Article 12: Right to marry

Posted by Sabina Frediani on 02 December 2011

While it might not be as immediately obvious as the right to life or the right to a fair trial, for instance, the right to marry is a hugely important freedom and one protected by Article 12 of the Human Rights Act.

It guarantees any man or woman in the UK of marriageable age the right to get married and the right to start a family, according to our national law. Article 12 doesn’t provide all the finer details; it just guards the wider fundamental right. So the nuts and bolts that actually give effect to Article 12 – rules on the marriageable age and issues of consent, for example – are left up to other pieces of domestic legislation in this country.
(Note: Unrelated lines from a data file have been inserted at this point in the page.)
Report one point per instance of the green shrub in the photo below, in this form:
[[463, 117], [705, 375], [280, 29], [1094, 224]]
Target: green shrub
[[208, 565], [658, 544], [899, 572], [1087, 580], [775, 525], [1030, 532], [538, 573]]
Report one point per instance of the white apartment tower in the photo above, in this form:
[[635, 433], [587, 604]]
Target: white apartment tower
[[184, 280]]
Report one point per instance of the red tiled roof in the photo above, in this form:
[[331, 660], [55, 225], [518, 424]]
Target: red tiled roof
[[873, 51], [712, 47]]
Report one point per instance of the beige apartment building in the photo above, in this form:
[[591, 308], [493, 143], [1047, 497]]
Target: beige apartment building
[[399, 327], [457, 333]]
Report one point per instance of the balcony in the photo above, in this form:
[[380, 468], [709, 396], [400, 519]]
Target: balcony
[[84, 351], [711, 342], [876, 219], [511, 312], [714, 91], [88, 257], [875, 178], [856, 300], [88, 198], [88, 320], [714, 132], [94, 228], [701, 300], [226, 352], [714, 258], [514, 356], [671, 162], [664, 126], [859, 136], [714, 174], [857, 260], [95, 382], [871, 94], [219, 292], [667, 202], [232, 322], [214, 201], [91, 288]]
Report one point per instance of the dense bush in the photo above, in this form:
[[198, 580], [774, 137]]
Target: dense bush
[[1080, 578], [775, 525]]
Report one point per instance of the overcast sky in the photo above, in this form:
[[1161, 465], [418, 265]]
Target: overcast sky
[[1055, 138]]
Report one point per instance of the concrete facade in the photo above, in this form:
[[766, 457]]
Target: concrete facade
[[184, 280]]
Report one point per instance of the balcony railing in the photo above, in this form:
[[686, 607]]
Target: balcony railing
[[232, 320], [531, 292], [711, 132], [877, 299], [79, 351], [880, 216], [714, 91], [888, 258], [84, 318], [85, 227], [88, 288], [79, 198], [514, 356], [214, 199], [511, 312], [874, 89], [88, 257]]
But Article 12 does dictate that any laws on marriage must not be arbitrary, and must not interfere with the basic essence of this right. Quite simply, nobody of full legal capacity should be denied the right to get married and that freedom must not be unfairly impaired without good reason. For example, a new rule imposing unnecessary delays on someone’s marriage – that has no other legitimate purpose – might well be a breach of Article 12.

This was illustrated back in 2004, when laws to prevent so-called “sham marriages” were introduced. These new rules, requiring people to seek special permission to marry in the UK, only applied to non-UK and non-European nationals subject to immigration control – and it didn’t even matter whether there was any suggestion the marriage in question was genuine or not. The House of Lords, citing Article 12, ruled that this blanket, discriminatory approach was a disproportionate interference with the right to marry.

Baroness Hale, in her judgment, pointed out that the act of marriage is deeply significant to many people and that to deny minority groups such a right was to deny that they are “free and equal” and amounted to ostracising them from the rest of society.